The reunion will provide a perfect photo-opportunity for Mr Xi, symbolising the hopes of a warmer, more personal engagement with America at a time when relations are strained over issues such as trade to Syria, sanctions on Iran and human rights.
Mr Xi, a so-called "princeling" who is the son of a communist revolutionary hero, will be striking a careful pose, between the flamboyance of the late Deng Xiaoping - who wooed America in 1979 by attending a rodeo and wearing a 10-gallon hat - and Hu Jintao, the dour and inscrutable man he succeeds.

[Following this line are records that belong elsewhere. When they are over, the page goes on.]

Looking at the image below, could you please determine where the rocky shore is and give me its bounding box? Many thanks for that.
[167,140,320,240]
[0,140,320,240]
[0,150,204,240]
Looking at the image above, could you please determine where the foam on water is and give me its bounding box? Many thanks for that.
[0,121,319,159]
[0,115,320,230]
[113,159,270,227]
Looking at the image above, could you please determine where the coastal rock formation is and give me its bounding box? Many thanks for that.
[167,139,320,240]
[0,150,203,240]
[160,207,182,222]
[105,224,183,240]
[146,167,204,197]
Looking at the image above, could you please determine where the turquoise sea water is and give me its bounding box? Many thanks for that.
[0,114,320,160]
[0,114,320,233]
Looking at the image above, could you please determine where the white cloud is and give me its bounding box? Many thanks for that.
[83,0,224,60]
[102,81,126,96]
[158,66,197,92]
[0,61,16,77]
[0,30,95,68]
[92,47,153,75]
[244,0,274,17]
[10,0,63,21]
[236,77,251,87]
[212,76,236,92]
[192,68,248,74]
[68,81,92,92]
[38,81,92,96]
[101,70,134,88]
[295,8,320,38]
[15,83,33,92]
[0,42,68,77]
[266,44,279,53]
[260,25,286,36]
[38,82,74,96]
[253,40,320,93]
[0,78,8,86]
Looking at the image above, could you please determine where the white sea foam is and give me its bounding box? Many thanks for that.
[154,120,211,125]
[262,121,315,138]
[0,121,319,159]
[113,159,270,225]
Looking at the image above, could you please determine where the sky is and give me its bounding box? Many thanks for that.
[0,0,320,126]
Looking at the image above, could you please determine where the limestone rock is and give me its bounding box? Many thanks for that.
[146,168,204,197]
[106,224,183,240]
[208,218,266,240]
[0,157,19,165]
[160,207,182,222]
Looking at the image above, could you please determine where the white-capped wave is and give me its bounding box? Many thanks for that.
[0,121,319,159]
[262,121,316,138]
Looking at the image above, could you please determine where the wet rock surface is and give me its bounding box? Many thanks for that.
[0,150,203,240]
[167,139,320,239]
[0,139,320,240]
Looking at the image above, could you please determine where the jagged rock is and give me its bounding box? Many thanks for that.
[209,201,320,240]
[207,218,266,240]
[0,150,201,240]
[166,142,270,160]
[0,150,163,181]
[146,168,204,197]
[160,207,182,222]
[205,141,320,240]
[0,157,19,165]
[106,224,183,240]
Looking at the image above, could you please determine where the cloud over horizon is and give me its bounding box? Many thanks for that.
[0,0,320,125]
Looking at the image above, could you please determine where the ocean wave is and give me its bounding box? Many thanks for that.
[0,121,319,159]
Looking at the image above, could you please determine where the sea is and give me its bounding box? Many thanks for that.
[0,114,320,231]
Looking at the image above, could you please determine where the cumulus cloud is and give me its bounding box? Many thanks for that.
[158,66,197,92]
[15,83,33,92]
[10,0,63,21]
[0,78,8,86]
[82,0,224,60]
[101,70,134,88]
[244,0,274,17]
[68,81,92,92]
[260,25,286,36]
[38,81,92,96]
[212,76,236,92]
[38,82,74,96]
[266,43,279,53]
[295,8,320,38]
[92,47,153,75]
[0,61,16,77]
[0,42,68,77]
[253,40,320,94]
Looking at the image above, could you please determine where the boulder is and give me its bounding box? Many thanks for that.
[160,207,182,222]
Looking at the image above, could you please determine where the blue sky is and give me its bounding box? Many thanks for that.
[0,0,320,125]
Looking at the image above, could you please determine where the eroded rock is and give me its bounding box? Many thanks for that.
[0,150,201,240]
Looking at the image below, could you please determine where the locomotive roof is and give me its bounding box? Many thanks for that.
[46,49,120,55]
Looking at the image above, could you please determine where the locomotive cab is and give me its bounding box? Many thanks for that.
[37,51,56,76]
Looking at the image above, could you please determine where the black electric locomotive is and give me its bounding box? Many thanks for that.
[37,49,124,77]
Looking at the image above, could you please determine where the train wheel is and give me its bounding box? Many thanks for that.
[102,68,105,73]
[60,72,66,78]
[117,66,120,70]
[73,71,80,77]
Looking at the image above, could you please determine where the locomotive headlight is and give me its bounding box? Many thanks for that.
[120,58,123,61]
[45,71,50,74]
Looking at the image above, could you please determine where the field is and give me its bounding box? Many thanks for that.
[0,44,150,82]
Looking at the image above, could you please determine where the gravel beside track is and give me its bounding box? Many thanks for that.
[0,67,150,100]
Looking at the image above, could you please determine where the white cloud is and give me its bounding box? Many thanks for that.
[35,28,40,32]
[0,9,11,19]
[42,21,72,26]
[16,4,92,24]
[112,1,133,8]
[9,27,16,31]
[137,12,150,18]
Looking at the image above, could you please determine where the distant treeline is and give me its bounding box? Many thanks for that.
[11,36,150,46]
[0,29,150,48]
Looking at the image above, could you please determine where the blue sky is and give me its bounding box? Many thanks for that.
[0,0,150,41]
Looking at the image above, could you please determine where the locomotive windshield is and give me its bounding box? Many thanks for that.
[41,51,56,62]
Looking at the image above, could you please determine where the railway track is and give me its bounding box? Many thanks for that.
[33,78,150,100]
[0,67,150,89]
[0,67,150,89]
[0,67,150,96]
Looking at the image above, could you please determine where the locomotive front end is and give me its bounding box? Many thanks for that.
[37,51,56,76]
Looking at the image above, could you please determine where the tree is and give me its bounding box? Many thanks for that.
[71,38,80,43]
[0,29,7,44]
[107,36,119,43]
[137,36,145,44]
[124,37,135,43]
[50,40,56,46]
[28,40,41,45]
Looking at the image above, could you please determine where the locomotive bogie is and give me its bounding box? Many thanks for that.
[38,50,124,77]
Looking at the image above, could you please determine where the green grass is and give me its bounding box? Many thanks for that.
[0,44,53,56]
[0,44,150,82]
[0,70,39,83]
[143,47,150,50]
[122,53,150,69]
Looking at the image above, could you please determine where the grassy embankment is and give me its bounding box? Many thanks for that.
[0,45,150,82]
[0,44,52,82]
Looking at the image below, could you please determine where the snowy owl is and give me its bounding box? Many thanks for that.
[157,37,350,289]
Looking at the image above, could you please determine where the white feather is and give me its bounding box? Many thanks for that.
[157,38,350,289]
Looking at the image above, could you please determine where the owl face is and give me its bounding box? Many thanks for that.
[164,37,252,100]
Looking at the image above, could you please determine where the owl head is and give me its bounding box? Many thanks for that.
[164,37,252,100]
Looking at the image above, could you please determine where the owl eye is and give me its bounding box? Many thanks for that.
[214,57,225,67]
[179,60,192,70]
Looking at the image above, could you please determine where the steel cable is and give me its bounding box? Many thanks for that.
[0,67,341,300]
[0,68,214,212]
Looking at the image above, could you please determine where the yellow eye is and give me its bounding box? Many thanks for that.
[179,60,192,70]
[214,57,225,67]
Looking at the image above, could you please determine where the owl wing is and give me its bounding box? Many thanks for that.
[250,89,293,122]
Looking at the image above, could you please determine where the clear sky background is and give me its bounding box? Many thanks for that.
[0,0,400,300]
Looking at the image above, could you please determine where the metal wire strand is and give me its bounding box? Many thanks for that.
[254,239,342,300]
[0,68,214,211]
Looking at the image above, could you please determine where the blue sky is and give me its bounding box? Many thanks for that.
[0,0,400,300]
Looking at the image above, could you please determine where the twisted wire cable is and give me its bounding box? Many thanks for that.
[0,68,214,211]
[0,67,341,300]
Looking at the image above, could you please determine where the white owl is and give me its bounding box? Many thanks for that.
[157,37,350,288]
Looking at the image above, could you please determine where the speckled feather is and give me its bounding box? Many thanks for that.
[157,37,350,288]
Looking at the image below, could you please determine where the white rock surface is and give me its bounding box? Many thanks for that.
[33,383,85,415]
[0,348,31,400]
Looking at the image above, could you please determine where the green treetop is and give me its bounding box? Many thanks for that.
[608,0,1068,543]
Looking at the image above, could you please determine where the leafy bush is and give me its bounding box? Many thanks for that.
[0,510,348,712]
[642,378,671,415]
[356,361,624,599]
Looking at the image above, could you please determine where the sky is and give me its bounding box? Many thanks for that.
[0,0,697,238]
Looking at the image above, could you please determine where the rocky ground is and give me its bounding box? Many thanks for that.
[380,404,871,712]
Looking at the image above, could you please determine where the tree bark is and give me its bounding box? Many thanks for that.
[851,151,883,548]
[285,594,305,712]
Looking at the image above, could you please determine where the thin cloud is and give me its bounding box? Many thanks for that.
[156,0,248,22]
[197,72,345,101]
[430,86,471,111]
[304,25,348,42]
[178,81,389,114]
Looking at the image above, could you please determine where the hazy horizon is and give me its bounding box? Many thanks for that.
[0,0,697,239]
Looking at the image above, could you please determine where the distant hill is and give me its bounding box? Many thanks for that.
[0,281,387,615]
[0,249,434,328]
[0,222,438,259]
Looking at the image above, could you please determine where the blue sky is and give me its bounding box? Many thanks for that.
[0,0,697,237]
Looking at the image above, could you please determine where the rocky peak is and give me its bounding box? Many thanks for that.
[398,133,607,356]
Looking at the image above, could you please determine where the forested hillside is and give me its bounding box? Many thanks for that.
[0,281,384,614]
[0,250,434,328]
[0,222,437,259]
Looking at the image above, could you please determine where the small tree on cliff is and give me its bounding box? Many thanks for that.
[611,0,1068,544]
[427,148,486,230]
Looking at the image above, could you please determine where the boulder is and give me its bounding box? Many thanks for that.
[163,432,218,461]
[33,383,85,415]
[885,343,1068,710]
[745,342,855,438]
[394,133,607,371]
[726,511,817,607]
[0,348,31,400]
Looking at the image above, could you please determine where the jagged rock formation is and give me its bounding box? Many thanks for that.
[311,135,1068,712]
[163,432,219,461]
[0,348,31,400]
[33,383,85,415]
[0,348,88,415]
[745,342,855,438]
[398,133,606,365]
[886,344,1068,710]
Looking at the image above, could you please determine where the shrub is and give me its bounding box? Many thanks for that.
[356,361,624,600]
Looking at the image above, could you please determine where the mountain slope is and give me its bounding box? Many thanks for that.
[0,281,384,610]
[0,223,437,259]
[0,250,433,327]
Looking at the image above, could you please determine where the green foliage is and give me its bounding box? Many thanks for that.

Diplomatic stage-management and political realities aside, Muscatine residents say they hope that the time Mr Xi spent with them should help, in some small way, to bridge the gap between two countries separated by such a deep ideological divide.
Mr Xi appeared to display some antipathy to the U.S. in 2009 when, in an unguarded moment on trip to Mexico he railed against Americans as "foreigners with full bellies and nothing better to do [than] engage in finger-pointing at us".
"We treated him like another member of the family, so we hope that gave a good impression," said Sarah Lande, 73, who cooked Mr Xi a meal of corn-fed beef, mashed potatoes and apple pie, so "he got a real slice of American life".
Mrs Lande said that Muscatine residents had subsequently read about Mr Xi's life and the hardship he endured after his father Xi Zhongxun fell from favour during the Cultural Revolution.
"If you read the story of his life, he's had some good times, some privileged times, but also some time in the countryside too," she said.
"He often said that he had many new American friends and that relations between China and the U.S. are improving because of the many friendships that have been formed. He seemed to have soul."